2. What role does history play or has it played in your personal life?
I think the realization that one is living in the midst of history was the clarifying moment for me. In addition, reading French literature of a previous period (the time of Louis XIV, the early 19th century Romantics) also gave me a taste for time and circumstance.
3. How does history play a part of your professional life/career?
I think it should be quite clear that, having portrayed Harry Truman in 1987, de La Fayette from 2008-2010, and since 2011 Albert Gallatin, these are all aspects of a part of my life that has become increasingly professionally directed.
4. Why is studying/knowing history important?

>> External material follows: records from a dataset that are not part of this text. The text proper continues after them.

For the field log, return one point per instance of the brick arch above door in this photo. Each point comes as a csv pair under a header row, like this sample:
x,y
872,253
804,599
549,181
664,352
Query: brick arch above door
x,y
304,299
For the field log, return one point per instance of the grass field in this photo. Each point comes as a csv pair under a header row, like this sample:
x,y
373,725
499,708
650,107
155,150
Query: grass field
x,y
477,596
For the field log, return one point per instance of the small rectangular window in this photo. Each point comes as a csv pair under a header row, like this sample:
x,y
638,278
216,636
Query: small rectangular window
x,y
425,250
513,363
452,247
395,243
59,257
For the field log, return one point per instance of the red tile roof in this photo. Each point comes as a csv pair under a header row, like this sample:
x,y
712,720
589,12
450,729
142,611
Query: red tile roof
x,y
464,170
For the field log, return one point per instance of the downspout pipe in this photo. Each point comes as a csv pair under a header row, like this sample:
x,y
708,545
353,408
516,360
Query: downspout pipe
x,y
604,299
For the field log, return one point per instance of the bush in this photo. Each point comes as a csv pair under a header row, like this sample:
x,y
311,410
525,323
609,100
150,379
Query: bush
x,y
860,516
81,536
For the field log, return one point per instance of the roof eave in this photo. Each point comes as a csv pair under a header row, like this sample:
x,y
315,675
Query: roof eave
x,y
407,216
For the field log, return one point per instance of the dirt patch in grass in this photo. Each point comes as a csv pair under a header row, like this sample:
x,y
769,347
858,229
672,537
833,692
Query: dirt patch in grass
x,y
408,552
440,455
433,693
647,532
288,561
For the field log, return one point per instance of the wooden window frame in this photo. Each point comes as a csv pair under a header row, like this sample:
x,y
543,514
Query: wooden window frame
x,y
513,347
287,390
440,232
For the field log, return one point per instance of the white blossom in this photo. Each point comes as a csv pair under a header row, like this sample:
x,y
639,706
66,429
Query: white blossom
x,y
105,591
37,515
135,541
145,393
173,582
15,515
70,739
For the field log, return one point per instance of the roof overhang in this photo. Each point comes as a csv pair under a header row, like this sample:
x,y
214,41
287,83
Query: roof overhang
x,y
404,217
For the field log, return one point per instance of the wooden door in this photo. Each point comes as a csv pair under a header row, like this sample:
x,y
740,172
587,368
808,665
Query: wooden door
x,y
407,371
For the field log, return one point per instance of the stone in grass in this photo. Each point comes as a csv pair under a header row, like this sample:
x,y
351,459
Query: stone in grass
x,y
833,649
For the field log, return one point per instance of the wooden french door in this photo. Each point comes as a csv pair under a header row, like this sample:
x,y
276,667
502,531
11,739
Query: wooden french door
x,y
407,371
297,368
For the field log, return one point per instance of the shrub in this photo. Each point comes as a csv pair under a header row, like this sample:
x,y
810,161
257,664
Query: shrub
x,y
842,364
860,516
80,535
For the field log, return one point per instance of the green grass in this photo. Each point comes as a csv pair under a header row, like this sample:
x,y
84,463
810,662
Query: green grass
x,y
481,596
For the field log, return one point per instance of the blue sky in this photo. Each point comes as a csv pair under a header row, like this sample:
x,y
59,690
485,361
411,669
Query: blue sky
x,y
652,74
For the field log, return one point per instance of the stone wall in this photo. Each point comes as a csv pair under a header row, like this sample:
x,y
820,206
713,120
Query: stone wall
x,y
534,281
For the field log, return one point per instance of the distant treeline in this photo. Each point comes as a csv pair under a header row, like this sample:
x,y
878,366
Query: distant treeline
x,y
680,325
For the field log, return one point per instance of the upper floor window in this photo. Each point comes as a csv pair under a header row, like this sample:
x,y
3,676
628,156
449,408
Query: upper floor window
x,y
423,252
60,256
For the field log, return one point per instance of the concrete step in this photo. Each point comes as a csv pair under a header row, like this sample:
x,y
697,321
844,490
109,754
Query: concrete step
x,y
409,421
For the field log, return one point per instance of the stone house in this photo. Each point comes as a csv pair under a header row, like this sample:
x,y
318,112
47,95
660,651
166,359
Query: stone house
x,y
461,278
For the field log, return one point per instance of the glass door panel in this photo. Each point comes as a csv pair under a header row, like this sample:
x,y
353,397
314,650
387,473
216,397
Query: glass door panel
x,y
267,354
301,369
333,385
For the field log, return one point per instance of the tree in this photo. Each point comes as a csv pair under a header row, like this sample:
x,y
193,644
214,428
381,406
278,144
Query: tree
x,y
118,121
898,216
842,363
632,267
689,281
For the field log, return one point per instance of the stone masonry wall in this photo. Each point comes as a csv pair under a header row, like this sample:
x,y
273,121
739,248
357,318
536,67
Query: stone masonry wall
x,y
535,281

Ignorance is death. So much of our present travails are the consequence of people not bothering to know and to understand what has happened, and when confronted by the realities of that, they can't handle it. We cannot, as a society, succeed by deliberately ignoring reality - and a clear understanding of history leads us to a clear understanding not only of what has been, but where that past may be leading us.
5. What is your favorite period or aspect of history to learn about and why?
What period ISN'T my favorite? I read broadly - ancient Greece and Rome and Israel; the medieval developments of nations, especially France (the home of my ancestors) and England (my "second home" in so many ways). The early American Republic from 1770-1850. The Civil War. World War II.
6. How did you become a professional Albert Gallatin interpreter?
In 1984, shortly after having been posted to Grenada for our invasion of that island, I was sent as part of a six-person team to the Defense Intelligence Agency for a 6-week temporary duty to provide an ex post facto justification for our invasion of Grenada. While there, my boss, who was a part of that team, asked if I wished to go have dinner at Gadsby's Tavern in Alexandria Old Town. While there, there was a gentleman dressed in period dress, with a guitar, a pleasant voice, singing songs of the period, and giving the "news of the day" as of 200 years ago that day. I was enthralled; it was the perfect nexus of theater (which I love) and history (which I love). I got his contact info, bought a cassette tape of his singing; when I returned home, I promptly forgot about him. Go forward 26 years to 2010, and he was portraying James Madison at Gadsby's Tavern, while I had been invited to portray the Marquis at the Tavern Museum - and I asked him if he'd been the fellow 26 years before, and indeed, he was. The next year (2011) he asked if I would be interested in portraying Gallatin for a symposium hosted by the Swiss Consulate General and the International Bundesbrief Society in Philadelphia at the National Constitution Center. What did I know of Gallatin? Finances, Jefferson Administration....???? So, because I can do the French accent (he was from Geneva), I said yes, thinking I would do this perhaps one or two times at the most. And here I am, 10 years later, having portrayed him in various circumstances from Bozeman, MT to New York City to the State Department to Friendship Hill (his home in southwest PA) to Col. Monroe's Ashlawn-Highland - easily over 100 times in that period.